7月24日、Microsoftが家庭用ゲーム機XBOXにおいて、広告付きで無料のゲームストリーミングプレイ機能のテストを開始したことが伝えられました。ゲームのプレイ方法が「所有」から「ストリーミング」へと変化しつつある中で、そのビジネスモデルの新たな選択肢を示す動きとして注目されます。

何が始まったのか

今回テストが始まったのは、自分が保有しているゲームを広告付きながらも無料でストリーミングプレイできるという機能です。対象となるのは、XBOXの最新機能をいち早く体験できる「XBOX Insider Program」の参加者に限定されているとされています。

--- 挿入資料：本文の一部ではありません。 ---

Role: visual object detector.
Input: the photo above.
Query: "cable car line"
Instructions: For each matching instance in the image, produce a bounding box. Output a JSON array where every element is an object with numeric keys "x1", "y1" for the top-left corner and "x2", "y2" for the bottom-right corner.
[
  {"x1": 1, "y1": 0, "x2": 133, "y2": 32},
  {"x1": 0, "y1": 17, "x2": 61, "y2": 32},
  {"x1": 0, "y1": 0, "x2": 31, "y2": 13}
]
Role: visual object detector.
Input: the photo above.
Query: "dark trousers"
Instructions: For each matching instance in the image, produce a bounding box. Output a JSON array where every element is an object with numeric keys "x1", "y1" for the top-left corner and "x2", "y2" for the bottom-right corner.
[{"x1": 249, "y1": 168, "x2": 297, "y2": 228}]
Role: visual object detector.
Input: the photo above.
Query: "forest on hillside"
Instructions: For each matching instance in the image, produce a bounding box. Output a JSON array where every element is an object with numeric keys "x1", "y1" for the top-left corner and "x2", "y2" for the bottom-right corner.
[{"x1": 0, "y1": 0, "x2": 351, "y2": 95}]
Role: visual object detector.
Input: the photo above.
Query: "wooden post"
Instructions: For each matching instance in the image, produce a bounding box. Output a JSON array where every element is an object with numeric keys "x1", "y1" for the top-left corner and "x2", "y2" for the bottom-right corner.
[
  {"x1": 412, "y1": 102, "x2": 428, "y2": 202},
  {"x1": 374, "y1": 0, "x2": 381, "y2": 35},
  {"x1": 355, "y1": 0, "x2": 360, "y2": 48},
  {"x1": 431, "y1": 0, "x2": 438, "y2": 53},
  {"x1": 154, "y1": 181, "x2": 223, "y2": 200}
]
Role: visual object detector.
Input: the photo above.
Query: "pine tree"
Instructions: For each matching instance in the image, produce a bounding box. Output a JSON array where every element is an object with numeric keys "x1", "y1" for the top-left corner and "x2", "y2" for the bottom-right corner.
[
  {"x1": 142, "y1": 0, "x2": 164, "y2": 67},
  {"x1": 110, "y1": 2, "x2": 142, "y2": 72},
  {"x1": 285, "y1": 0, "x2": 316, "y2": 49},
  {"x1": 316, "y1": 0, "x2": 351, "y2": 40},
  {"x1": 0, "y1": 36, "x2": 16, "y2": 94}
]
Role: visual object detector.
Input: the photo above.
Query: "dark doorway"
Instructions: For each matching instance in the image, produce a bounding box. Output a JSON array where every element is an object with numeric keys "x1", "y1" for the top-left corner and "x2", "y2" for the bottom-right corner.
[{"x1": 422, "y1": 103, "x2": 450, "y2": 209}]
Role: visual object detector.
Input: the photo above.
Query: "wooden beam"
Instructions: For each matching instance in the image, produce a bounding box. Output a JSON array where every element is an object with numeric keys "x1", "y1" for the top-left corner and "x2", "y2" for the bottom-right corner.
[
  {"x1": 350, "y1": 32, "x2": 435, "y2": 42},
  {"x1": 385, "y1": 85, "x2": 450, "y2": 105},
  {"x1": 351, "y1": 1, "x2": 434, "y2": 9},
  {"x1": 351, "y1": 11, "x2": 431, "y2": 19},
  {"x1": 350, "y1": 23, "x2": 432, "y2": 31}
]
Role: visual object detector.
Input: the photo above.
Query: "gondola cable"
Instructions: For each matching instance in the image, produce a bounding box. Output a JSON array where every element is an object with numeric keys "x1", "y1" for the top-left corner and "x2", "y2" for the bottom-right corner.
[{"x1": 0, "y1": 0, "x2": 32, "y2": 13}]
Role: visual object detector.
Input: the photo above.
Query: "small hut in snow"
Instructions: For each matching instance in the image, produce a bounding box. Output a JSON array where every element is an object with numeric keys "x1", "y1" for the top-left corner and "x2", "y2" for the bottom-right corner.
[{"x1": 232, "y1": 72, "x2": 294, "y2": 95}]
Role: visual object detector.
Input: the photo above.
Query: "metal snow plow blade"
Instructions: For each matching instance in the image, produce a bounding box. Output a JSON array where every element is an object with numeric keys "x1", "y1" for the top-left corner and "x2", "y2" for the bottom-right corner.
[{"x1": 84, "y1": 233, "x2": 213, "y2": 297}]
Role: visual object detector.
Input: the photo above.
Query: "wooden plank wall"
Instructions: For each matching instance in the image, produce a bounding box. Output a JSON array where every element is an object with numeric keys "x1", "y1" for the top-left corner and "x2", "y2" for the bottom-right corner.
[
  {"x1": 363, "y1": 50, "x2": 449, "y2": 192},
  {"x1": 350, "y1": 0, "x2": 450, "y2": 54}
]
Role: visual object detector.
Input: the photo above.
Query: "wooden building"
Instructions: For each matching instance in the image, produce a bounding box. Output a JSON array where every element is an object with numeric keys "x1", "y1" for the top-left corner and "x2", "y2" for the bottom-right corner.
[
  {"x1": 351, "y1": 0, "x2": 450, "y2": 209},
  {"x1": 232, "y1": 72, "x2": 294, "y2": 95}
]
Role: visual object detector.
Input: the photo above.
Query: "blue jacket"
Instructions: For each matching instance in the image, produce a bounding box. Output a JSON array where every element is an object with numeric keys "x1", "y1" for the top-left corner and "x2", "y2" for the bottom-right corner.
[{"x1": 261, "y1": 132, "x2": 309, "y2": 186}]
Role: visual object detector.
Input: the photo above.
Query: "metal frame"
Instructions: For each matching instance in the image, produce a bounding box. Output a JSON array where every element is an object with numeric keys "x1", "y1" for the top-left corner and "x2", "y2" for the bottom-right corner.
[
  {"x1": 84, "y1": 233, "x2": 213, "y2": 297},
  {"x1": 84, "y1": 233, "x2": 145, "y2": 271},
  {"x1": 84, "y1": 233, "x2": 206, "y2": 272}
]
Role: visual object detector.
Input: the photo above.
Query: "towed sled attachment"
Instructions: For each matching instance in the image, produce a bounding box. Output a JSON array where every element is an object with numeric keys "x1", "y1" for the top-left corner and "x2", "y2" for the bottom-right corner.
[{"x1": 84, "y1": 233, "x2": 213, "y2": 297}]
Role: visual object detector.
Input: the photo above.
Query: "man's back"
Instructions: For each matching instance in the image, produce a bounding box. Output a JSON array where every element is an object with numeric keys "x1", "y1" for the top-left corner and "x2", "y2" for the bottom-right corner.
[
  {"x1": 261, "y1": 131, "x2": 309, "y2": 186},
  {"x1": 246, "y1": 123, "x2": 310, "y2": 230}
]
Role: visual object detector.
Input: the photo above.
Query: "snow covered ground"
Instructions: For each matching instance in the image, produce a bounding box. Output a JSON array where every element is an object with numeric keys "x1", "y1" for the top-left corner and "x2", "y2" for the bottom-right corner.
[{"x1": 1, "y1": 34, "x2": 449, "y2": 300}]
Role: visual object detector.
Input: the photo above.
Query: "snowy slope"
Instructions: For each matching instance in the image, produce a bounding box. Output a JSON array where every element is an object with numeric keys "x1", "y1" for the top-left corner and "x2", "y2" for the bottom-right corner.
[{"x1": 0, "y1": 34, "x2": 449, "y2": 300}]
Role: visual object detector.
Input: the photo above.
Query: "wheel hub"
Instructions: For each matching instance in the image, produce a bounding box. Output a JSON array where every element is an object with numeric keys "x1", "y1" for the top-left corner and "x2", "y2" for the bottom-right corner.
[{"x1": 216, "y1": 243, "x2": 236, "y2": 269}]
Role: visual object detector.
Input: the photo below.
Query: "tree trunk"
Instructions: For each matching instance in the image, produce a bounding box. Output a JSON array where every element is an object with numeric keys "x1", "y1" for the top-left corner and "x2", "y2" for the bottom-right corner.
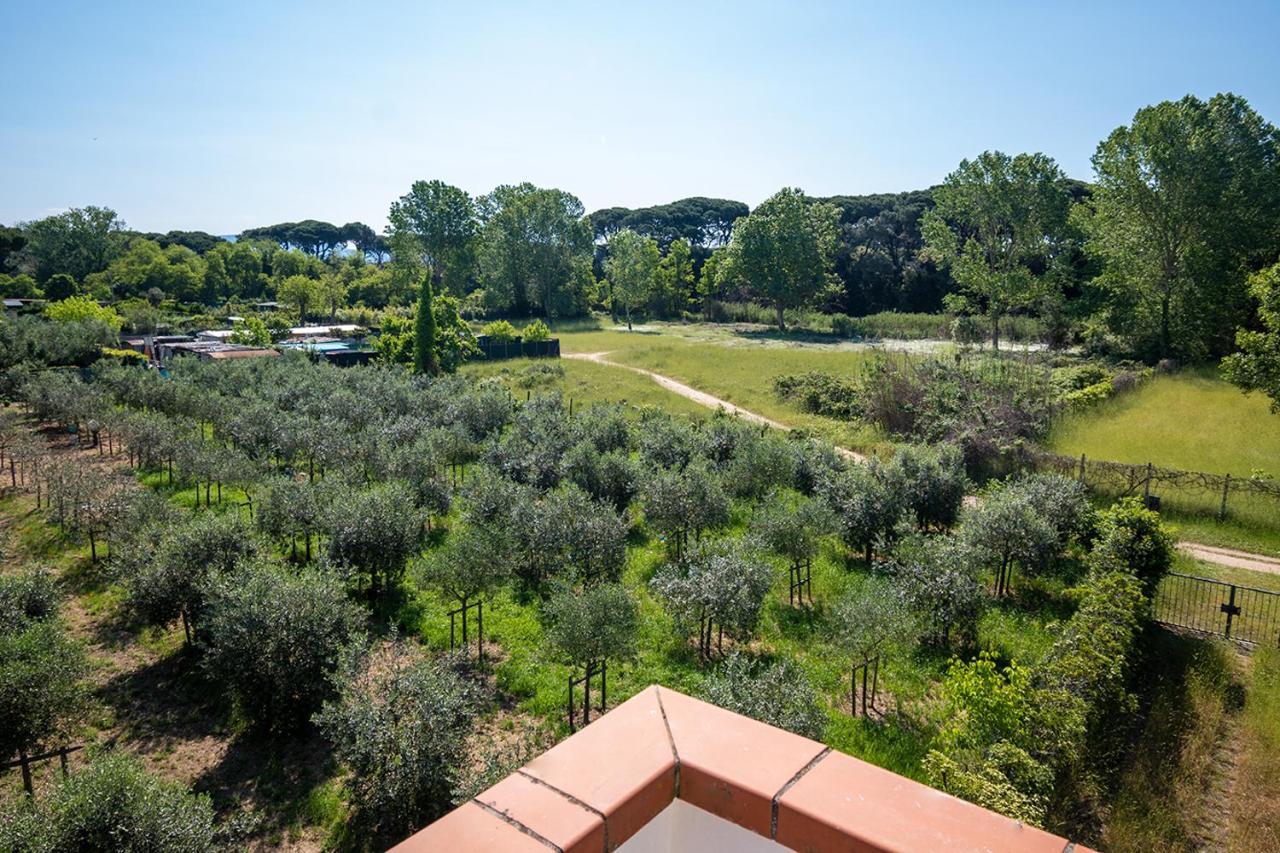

XBOX Insider Programとは、Microsoftが正式リリース前の新機能を一部のユーザーに先行提供し、フィードバックを集めるためのテストプログラムです。今回の広告付きストリーミング機能も、この枠組みの中で検証段階に入ったとみられます。

ゲームストリーミングとは

ゲームストリーミングとは、ゲームの処理を手元の機器ではなくクラウド上のサーバーで行い、その映像を通信を通じて手元の画面に届ける仕組みのことです。高性能なゲーム機やパソコンがなくても、比較的手軽にゲームを楽しめる点が特徴とされています。

これまでもクラウドを使ったゲームプレイ自体は提供されてきましたが、今回の特徴は「広告付き」を条件に「無料」で利用できるという点にあります。動画配信サービスなどで一般的になっている「広告を見る代わりに料金を抑える」というモデルを、ゲームストリーミングに応用した形といえます。

想定される受け止め方

この機能に対しては、さまざまな見方が想定されます。

一方では、追加の料金負担なくストリーミングでゲームを遊べる選択肢が増える点を評価する声が考えられます。すでに保有しているゲームを、対応機器がなくても手軽に楽しめる利便性は利用者にとってのメリットとなり得ます。

他方で、プレイ中に広告が表示されることによる体験への影響を懸念する見方もあり得ます。広告の表示頻度や表示のタイミングがどのように設計されるかによって、利用者の評価は分かれる可能性があります。現時点でテスト段階であるため、今後の検証を通じて仕様が変わることも考えられます。

なお、正式に一般提供されるかどうかや、その時期・条件については、今回伝えられた情報には含まれていません。

まとめ

7月24日、MicrosoftがXBOXで広告付き無料ゲームストリーミングのテストを、Insider Program参加者限定で開始したと伝えられました。広告と引き換えに無料でプレイできるという仕組みは、ゲームの遊び方や課金の形が多様化する流れを示すものといえます。テスト段階であるため今後の展開は不透明ですが、ゲーム業界のビジネスモデルを考えるうえで興味深い話題です。